One of the early notable filibusters occurred in 1837 when a group of Whig senators filibustered to prevent allies of the Democratic President Andrew Jackson from expunging a resolution of censure against him. In 1841, a defining moment came during a filibuster on a bill to charter a new national bank. After Whig Senator Henry Clay proposed a rules change to limit debate, Democratic Senator William R. King threatened an even longer filibuster, saying that Clay "may make his arrangements at his boarding house for the winter". Other senators sided with King, and Clay backed down.
Narciso Lopez filibustering expeditions to Cuba in the 1850s set the context for the word to employed to connote legislative obstruction on the floor of the US Congress, the word first used in this sense on 3 January 1853 (Fisk and Chemerinsky 1997, 192). In a debate on Cuba, a Democrat, Abraham Venable of North Carolina, denounced filibusters as freebooters who were transforming the United States into "a nation of buccaneers" and the "brigands of the world" (Lazo 2005, 21).
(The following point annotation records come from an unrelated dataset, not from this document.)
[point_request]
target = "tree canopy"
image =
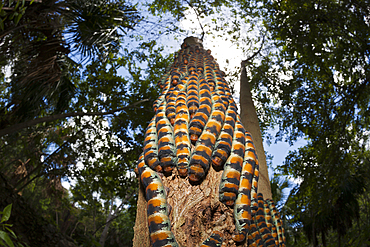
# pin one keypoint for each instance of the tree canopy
(78, 79)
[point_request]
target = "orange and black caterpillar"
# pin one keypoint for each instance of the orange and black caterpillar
(224, 142)
(193, 83)
(192, 95)
(157, 212)
(182, 140)
(166, 143)
(242, 208)
(200, 160)
(150, 147)
(201, 116)
(231, 175)
(264, 231)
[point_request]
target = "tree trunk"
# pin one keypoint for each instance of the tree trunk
(195, 211)
(250, 122)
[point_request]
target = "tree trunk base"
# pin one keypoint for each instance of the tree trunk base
(194, 210)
Venable crossed party lines to endorse the Whig position of nonintervention, although he argued that should Spain relinquish Cuba the US could acquire it, "but the acquisition should not be achieved through filibustering" 193).
The emergence of cloture (1917–1969)
In 1917, during World War I, at the urging of President Woodrow Wilson, the Senate adopted a rule by a vote of 76–3 to allow cloture to be used to limit debate on a measure. This took place after a group of twelve anti-war senators managed to kill a bill that would have allowed Wilson to arm merchant vessels in the face of unrestricted German submarine warfare.
Under the new rule, at any time while a measure was pending, a senator could present a cloture motion signed by 16 senators. One hour after the Senate convened on the second calendar day of session following the filing of the cloture motion, the business then pending would be set aside, and the presiding officer would put to the Senate the question, "Is it the sense of the Senate that the debate shall be brought to a close?" If two-thirds of senators present and voting voted in favor of cloture, the measure would become unfinished business to the exclusion of all other business; no dilatory motions or amendments would be allowed; all amendments would be required to have been submitted before the cloture vote; and each senator would be limited to one hour of debate (which must be relevant to the clotured measure).
The first cloture vote occurred in 1919 to end debate on the Treaty of Versailles. Although cloture was invoked, the treaty was then rejected against the wishes of the cloture rule's first champion, President Wilson. In the 1930s, Senator Huey Long of Louisiana used long filibusters to promote his populist policies. He recited Shakespeare and read out recipes for "pot-likkers" during one of his filibusters, which occupied 15 hours of debate.